Il avait modifié ses réseaux sociaux, effacé plusieurs publications pour enlever l'option de laisser un commentaire, tellement il était affecté par ceux qui s'en prenaient à lui verbalement.
Mais la prestation d’hier ruine tout cela. Les internautes ont été impitoyables : sur X, le mot-clé #Dach étaitassocié à des centaines de messages sarcastiques.
Plusieurs rappelaient qu’il avait lui-même parlé, l’été dernier, de « retrouver le plaisir de jouer », alors qu’il traînait maintenant les patins comme un vétéran fini à la corde.
Les partisans de St. Albert, eux, n’ont pas été tendres non plus. L’un d’eux a résumé le sentiment général :
« On voulait voir le gars du coin briller. Au lieu de ça, il a eu l’air d’un joueur qui ne voulait pas être là. »
Dans les coulisses, on chuchote déjà que St-Louis pourrait réduire encore plus son temps de jeu dès le prochain match. Ou tout simplement l'envoyer dans les gradins pour le faire réfléchir?

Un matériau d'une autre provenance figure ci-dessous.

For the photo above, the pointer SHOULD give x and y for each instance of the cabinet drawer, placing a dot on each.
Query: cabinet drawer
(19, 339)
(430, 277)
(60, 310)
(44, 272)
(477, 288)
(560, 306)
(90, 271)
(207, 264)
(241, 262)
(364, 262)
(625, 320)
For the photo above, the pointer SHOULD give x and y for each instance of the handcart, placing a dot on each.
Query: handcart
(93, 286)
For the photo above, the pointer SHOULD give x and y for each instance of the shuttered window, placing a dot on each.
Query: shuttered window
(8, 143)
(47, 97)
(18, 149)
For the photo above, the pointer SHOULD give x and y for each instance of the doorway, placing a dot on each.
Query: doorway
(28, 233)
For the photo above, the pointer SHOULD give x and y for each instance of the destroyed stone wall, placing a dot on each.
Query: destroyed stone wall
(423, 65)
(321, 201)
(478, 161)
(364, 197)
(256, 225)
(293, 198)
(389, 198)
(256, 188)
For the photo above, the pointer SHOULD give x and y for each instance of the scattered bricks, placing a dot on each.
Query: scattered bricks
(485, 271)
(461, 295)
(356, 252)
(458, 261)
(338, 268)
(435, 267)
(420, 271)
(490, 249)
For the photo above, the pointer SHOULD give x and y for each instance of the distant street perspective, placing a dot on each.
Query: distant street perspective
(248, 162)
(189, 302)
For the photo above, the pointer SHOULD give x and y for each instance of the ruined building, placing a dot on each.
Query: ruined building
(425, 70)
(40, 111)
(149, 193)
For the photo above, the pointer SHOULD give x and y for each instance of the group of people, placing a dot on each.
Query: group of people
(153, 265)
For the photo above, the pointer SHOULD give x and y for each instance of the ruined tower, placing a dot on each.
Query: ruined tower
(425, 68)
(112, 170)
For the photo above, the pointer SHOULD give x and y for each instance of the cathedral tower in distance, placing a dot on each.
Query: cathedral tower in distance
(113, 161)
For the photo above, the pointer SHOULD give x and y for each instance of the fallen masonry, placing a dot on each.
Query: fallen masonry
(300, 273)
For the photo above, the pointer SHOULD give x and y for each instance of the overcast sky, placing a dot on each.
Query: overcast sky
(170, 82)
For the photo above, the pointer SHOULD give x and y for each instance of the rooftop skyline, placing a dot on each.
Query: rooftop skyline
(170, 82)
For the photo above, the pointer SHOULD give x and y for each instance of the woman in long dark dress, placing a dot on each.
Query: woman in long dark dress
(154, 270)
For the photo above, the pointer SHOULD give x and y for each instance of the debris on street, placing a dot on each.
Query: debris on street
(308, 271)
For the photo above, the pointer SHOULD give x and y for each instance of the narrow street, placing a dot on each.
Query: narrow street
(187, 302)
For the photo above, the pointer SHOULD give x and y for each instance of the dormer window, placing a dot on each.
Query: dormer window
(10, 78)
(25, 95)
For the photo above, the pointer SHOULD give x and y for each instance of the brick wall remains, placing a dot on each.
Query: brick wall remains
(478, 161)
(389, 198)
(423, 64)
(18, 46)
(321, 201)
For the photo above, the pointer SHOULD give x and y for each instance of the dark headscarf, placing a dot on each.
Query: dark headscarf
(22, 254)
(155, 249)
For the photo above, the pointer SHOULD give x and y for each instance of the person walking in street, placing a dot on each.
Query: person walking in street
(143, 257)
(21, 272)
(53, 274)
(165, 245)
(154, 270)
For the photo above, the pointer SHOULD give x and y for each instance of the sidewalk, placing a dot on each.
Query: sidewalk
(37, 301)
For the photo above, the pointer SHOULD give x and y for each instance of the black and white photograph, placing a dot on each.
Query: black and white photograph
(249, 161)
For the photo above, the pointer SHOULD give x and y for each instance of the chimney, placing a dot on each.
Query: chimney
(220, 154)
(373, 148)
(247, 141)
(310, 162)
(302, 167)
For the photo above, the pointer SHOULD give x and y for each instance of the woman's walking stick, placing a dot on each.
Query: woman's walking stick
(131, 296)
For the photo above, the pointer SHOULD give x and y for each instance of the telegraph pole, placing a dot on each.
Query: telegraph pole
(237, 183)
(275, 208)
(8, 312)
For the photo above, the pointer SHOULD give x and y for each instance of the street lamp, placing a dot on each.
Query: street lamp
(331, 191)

Ce serait nécessaire, même si tout le monde sait que Martin St-Louis est trop "soft" pour punir ainsi Dach le fragile.
Le Canadien ne peut plus se permettre d’avoir un centre apathique, surtout dans un système basé sur la transition rapide et la relance.
Le trio Bolduc–Dach–Veleno a été un désastre, cumulant les revirements et les présences défensives catastrophiques. Mais là où Bolduc tentait au moins de créer, et Veleno essayait tant bien que mal de se rendre utile malgré le fait qu'il n'a pas de talent, Dach était un spectateur.
Pour un joueur censé être une pièce maîtresse du futur de l’équipe, c’est inacceptable.
Ce match à Edmonton aurait pu être une renaissance. Il restera comme un symbole de déconnexion, le moment où Dach a perdu non seulement un match, mais aussi un peu du respect de ses coéquipiers... et des gens de son coin de pays.
Dans une équipe où l’effort est une religion, il a péché par abandon.
Les caméras ont d’ailleurs capté une image saisissante après le sixième but des Oilers : Dach, tête basse, fixant la glace, pendant que les Oilers célébraient.
Derrière lui, St-Louis se tenait debout, les bras croisés, sans dire un mot. Tout était dit.
Le Canadien peut accepter les erreurs, mais pas la paresse. Et jeudi soir, Kirby Dach a incarné tout ce que Martin St-Louis combat depuis son arrivée à Montréal : la complaisance, le manque d’effort, la peur de s’impliquer.
Revenir devant sa famille aurait dû être une fierté. Ce fut une honte. Et pour un joueur de 24 ans censé devenir une pierre angulaire du projet Hughes–St-Louis, cette soirée à Edmonton pourrait bien marquer le début d’un virage. Parce que dans une organisation où les places deviennent chères, l’indifférence n’a plus de place.